Virtual Assistant

This Virtual Assistant sample application demonstrates how to use Jarvis AI Services, specifically ASR, NLP, and TTS, to build a simple but complete conversational AI application. It demonstrates receiving input via speech from the user, interpreting the query via an intention recognition and slot filling approach, computing a response, and speaking this back to the user in a natural voice.

Jarvis Virtual Assistant Framework

This sample implements a dialog system with a state machine-based dialog state management approach, and using the intent/slot paradigm for interpreting user queries. The provided model demonstrates conversational queries of weather, temperature, and rainfall by geography and time, using a free web service as the fulfillment engine to return real weather data. While narrow in scope, it includes all of the components that make up more sophisticated and complete dialog systems such as those deployed on phones or in-home virtual assistants.

This sample could be modified to implement more models and more complex dialog state management. It is also intended to demonstrate how Jarvis can be integrated into existing virtual assistant and dialog systems to provide state-of-the-art conversational intelligence optimized for NVIDIA’s accelerated computing platform.

The Dialog Manager is basically an environment that executes a state machine diagram created using yaml configuration files. It is integrated with Jarvis NLP, ASR, TTS modules.

It is possible, through the design of different state diagrams to create different types of assistants. As a sample, we provide an implementation of a weather bot.

Virtual Assistant Chat screenshot

Video Demo

Here is a video that shows the weatherbot in action and then discusses the high-level description of the architecture followed by a very brief code walkthrough.

Running the Demo

Setting up Jarvis services is a prerequisite as the various components of the application depends on the availability of those servies. The weatherbot assumes the availablity of the following models at the Jarvis endpoint – ASR, TTS, NLP – domain, context, weather, poi and NER. After you have the Jarvis services up and running, proceed with running this application.

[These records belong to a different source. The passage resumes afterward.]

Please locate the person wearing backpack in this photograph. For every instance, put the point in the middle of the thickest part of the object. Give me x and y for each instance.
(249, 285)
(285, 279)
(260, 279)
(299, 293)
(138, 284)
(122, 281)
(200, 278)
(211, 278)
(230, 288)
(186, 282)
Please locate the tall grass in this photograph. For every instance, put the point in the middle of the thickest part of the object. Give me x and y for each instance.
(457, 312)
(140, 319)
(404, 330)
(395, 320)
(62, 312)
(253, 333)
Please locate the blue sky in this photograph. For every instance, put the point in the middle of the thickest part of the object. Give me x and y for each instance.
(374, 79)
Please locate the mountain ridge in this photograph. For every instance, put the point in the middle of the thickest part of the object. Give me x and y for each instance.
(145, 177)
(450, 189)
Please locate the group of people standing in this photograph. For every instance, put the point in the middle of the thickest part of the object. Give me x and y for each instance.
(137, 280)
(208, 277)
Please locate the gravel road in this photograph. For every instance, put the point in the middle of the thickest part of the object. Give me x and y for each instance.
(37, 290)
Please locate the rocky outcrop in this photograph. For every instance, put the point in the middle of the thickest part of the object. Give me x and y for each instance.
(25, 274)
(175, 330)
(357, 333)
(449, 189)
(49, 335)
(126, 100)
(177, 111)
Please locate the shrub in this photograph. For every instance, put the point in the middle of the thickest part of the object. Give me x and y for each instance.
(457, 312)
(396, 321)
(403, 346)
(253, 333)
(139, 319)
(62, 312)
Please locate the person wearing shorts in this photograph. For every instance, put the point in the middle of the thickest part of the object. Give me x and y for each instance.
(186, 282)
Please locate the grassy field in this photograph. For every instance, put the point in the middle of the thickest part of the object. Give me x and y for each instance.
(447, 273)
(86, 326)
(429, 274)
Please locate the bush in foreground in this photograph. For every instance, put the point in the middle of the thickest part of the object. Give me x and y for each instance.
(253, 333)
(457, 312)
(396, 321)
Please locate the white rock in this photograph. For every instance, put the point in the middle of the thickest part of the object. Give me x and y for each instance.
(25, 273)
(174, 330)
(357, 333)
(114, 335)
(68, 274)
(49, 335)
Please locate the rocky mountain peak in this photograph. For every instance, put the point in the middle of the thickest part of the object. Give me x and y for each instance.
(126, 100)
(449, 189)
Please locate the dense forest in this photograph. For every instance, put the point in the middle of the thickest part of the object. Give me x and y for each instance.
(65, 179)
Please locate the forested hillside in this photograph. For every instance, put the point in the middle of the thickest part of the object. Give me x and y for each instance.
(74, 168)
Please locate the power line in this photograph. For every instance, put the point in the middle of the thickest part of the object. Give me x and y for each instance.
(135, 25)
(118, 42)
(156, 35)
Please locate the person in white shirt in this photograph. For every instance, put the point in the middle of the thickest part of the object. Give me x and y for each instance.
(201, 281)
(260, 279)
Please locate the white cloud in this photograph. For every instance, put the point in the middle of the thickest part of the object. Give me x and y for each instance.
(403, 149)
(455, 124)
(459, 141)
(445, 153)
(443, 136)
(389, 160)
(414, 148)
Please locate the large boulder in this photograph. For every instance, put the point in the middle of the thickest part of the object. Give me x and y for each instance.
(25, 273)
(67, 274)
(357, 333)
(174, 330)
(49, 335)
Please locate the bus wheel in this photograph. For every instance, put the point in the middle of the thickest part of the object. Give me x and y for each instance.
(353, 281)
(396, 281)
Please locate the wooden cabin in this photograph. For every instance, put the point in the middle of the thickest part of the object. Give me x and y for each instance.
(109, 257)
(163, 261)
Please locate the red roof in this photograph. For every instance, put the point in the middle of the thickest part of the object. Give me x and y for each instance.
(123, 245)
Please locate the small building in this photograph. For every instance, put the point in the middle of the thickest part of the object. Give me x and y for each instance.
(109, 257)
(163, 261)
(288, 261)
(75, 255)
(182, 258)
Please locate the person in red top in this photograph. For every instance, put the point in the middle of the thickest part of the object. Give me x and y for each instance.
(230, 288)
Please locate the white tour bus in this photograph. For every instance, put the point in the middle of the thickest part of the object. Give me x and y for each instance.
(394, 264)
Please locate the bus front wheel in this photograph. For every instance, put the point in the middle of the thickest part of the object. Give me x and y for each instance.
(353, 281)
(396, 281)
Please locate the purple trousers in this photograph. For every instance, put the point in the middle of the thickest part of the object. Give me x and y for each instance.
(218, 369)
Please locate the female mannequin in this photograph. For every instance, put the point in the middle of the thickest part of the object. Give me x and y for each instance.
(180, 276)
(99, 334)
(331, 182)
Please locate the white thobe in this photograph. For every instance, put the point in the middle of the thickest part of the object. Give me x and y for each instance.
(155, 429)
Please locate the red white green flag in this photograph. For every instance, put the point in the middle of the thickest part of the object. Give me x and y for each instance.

  1. Download the samples image from NGC.

    docker pull nvcr.io/nvidia/jarvis/jarvis-speech-client:1.0.0-b.2-samples
    
  2. Run the service within a Docker container.

    docker run  -it --rm -p 8009:8009 nvcr.io/nvidia/jarvis/jarvis-speech-client:1.0.0-b.2-samples /bin/bash
    cd samples/jarvis-weather
    
  3. Edit config.py with the right Jarvis IP, hosting port and your weatherstack API access key (from https://weatherstack.com/). Then, start the server.

    python3 main.py
    
  4. Open the browser to https://127.0.0.1:8009/jarvisWeather/.

Sample Use Cases

It is possible to ask the bot the following types of questions:

  • What is the weather in Berlin?

  • What is the weather?

    • For which location?

  • What’s the weather like in San Francisco tomorrow?

    • What about in Los Angeles, California?

  • What is the temperature in Milan on Friday?

  • Is it currently cold in San Francisco?

  • Is it going to rain in Mountain View tomorrow?

  • How much rain in Seattle?

  • Will it be sunny next week in Santa Clara?

  • Is cloudy today?

  • Is it going to snow tomorrow in Detroit?

  • How much snow is there in Tahoe currently?

  • How humid is it right now?

  • What is the humidity in Tahoe?

Limitations

  1. The provided samples are not complete chatbots, but are intended as simple examples of how to build basic task-oriented chatbots with Jarvis. Consequently, the intent classifier and slot filling models have been trained with small amounts of data and are not expected to be highly accurate.

  2. The Jarvis NLP sample supports intents for weather, temperature, rain, humidity, sunny, cloudy and snowfall checks. It does not support general conversational queries or other domains.

  3. Both the Jarvis NLP and Rasa NLU samples support only 1 slot for city. Neither takes into account the day associated with the query.

  4. These samples support up to four concurrent users. This restriction is not because of Jarvis, but because of the web framework (Flask and Flask-ScoketIO) that is being used. The socket connection to stream audio to (TTS) and from (ASR) the user is unable to sustain more than four concurrent socket connections.

  5. The chatbot application is not optimized for low latency in case of multiple concurrent users.

  6. Some erratic issues have been observed with the chatbot samples on the Firefox browser. The most common issue is the TTS output being taken in as input by ASR for certain microphone gain values.

License

End User License Agreement is included with the product. Licenses are also available along with the model application zip file. By pulling and using the Jarvis SDK container and download models, you accept the terms and conditions of these licenses.